U.S. inflation at 7% in December On an annual basis, it was the highest level since 1982, according to new data released Wednesday. Meanwhile, consumer price increases in Britain, Europe and elsewhere have also hit multi-decade highs in recent months, prompting most central banks to start guiding markets to tighten monetary policy, except for the European Central Bank.
Federal Reserve Chairman Jerome Powell speaks at congressional hearing On Tuesday, raising interest rates and shrinking the balance sheet, which he called policy “normalization”, were necessary to keep inflation in check.
However, Cotto told CNBC on Wednesday that higher carbon and energy prices needed to meet the government’s emissions reduction targets would prevent the kind of “normalization” that would bring inflation back to the central bank’s target.
He believes lower prices are crucial to getting consumers back to spending, given the pandemic, even if lifting Covid-era restrictions could free up more supply.
“If all of a sudden after the pandemic, people would be very frustrated and they would start seeing higher inflation eroding their spending power. From a sustainability standpoint, that’s a clear risk,” he said.
Much of the investment story over the past year has focused on the rotation of high-value growth stocks, such as “big tech” Apple and letter), towards value stocks. The latter refers to companies that trade at a discount to financial fundamentals such as banks and energy, which have performed well in 2021 on expectations of higher interest rates.
However, the sell-off in various large tech stocks was short-lived, including last week’s, calling into question the expected inverse relationship between value and growth. Curto, like other commentators, pointed to the difference between speculative tech stocks and stocks with proven pricing power.
“Over the past 12 months, we’ve seen a significant negative correction in the prices of some speculative assets that were just driven by fast money and quantitative easing, and there’s been a lot of uncertainty about where this business is going to end up somewhere. There are doubts about the actual level of this level of profitability. Profitability,” he said, adding that investors were right to be cautious about this part of the market.
“A more nuanced approach” in 2022
The tech-heavy Nasdaq 100 suffered a sharp sell-off in the first week of the new trading year, but has since rebounded as the growth-to-value shift appears to have faded in recent sessions.
“I think the way to navigate an inflationary market is to look at companies with strong pricing power.
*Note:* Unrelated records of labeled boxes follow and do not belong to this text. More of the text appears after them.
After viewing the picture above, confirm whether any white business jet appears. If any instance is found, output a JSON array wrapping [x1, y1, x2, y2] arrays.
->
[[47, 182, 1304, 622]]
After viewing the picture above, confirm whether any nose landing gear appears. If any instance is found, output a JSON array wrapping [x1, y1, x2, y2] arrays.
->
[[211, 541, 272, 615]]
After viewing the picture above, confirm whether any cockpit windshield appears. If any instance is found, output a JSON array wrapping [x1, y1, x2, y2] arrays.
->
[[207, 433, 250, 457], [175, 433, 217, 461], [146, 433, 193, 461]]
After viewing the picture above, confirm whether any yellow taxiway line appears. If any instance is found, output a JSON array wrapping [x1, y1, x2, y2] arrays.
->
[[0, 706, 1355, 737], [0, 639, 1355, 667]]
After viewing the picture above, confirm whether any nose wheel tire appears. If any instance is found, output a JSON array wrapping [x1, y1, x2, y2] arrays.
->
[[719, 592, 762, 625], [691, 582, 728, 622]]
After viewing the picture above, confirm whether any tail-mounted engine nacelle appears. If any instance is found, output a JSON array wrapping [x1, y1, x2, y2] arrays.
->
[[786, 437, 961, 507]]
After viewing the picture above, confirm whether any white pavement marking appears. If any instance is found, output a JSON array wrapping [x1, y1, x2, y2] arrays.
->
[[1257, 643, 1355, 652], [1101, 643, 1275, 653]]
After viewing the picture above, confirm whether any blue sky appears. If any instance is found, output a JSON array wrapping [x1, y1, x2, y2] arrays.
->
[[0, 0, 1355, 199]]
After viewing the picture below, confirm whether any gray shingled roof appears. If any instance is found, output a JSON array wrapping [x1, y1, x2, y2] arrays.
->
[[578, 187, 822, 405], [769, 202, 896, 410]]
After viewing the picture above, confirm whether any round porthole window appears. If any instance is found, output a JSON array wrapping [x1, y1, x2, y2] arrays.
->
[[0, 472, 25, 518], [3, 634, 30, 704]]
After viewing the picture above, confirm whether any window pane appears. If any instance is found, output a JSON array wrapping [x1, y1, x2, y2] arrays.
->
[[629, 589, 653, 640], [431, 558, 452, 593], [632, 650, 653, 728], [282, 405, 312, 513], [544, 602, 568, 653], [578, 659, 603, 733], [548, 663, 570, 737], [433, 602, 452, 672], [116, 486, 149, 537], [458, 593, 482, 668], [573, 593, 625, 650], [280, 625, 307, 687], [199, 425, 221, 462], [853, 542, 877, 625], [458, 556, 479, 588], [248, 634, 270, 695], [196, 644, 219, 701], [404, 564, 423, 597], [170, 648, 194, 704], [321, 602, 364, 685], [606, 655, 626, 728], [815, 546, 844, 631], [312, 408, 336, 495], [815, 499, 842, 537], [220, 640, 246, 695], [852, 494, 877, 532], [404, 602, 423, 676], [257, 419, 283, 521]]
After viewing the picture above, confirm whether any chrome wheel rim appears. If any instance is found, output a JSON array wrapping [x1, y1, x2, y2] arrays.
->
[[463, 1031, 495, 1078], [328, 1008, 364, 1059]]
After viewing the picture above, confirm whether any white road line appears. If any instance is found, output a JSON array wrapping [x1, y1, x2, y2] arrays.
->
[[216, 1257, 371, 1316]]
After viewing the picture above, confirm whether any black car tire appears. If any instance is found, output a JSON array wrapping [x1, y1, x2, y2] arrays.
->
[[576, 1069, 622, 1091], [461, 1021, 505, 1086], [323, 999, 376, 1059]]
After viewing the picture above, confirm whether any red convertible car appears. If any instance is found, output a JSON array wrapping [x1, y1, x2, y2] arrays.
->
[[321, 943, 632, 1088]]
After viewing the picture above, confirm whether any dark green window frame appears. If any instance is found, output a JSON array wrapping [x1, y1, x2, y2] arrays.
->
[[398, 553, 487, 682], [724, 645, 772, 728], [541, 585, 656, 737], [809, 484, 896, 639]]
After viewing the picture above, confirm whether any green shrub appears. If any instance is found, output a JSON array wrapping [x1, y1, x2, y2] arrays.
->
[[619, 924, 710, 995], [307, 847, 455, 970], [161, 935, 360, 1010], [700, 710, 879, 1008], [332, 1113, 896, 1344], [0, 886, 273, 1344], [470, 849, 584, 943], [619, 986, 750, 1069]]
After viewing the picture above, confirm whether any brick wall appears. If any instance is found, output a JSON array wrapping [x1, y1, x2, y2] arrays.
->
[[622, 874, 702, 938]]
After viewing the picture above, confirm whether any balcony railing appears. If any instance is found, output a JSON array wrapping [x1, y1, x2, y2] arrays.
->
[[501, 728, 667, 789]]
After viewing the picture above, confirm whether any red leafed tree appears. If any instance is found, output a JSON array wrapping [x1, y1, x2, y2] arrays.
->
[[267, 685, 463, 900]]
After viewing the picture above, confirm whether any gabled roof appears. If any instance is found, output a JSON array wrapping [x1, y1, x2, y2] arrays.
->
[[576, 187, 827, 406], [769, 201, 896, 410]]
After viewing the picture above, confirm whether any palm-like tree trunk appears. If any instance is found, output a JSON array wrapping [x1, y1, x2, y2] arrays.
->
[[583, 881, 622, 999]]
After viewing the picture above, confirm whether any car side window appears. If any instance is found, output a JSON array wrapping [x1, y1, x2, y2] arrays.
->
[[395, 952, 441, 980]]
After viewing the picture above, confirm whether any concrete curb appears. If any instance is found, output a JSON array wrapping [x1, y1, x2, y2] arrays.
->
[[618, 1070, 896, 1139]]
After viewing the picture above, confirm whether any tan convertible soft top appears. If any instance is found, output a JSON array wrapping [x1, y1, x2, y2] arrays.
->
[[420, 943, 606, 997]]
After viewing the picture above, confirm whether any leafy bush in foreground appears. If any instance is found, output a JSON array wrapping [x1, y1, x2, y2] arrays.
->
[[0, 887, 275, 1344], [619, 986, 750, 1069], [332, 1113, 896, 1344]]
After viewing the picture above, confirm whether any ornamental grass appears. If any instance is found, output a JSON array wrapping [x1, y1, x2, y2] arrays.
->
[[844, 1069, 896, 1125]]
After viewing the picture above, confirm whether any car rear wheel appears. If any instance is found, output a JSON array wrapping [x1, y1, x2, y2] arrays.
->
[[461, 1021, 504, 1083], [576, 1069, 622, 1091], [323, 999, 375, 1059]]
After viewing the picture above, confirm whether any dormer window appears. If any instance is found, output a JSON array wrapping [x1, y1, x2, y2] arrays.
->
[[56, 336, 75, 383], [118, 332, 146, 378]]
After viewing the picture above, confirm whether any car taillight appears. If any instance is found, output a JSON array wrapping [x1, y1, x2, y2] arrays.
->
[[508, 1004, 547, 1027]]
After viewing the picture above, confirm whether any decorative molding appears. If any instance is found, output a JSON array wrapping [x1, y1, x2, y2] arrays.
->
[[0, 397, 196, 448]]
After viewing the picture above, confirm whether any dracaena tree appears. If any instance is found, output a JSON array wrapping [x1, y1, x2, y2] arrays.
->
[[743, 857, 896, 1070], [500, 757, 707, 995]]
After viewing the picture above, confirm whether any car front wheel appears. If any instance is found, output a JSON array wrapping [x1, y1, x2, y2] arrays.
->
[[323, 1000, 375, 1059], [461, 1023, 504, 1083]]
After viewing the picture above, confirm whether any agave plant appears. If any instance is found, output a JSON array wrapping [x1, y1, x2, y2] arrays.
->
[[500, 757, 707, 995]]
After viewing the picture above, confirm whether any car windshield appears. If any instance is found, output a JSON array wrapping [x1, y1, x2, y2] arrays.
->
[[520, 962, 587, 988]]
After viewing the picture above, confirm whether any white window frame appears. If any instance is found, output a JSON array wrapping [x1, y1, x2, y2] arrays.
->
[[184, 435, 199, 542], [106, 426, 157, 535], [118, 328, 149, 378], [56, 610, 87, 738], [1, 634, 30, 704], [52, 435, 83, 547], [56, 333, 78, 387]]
It’s that simple,” Curto noted, noting that some value stocks lack that pricing power, as evidenced by a number of UK energy suppliers in 2021 Obsolete due to rising energy prices.
“There are tech companies that do have strong pricing power, it’s just that some of them have unreasonable valuations. It’s unreasonable to believe that these companies will continue to grow forever.”
Curto explained that Frankfurt-based DWS, which manages 880 billion euros ($1 trillion) in assets as of June 2021, looks for well-structured, profitable companies with reasonable valuations rather than trying to do sectoral or thematic Rotation. He advised investors to take a more “nuanced” approach in 2022, rather than buying stocks in line with the economic recovery.
“If you invest in this part of the market, you have no problem protecting against inflation because companies will be able to pass on increases in input prices to consumers because of their pricing power.”
This means that overall growth momentum may not necessarily “disappear,” as some key players in the basket, such as U.S. tech giants, still have strong pricing power, Curto suggested, while more speculative stocks have, however, It may be difficult to support strong sustainable cash flow.
In the value area of the market, Curto noted that banks could benefit from higher inflation and interest rates, while some energy companies could benefit from the capex cuts they would need to experience as this would boost potential profitability, provided the government does so Do not increase taxes on them.
However, not everyone agrees with this view. In research reports on Wednesday, Goldman Sachs and BCA Research both reiterated their base case for continued broad growth-to-value rotation, with the latter asserting sectors and themes that typically outperform in an environment of rising interest rates.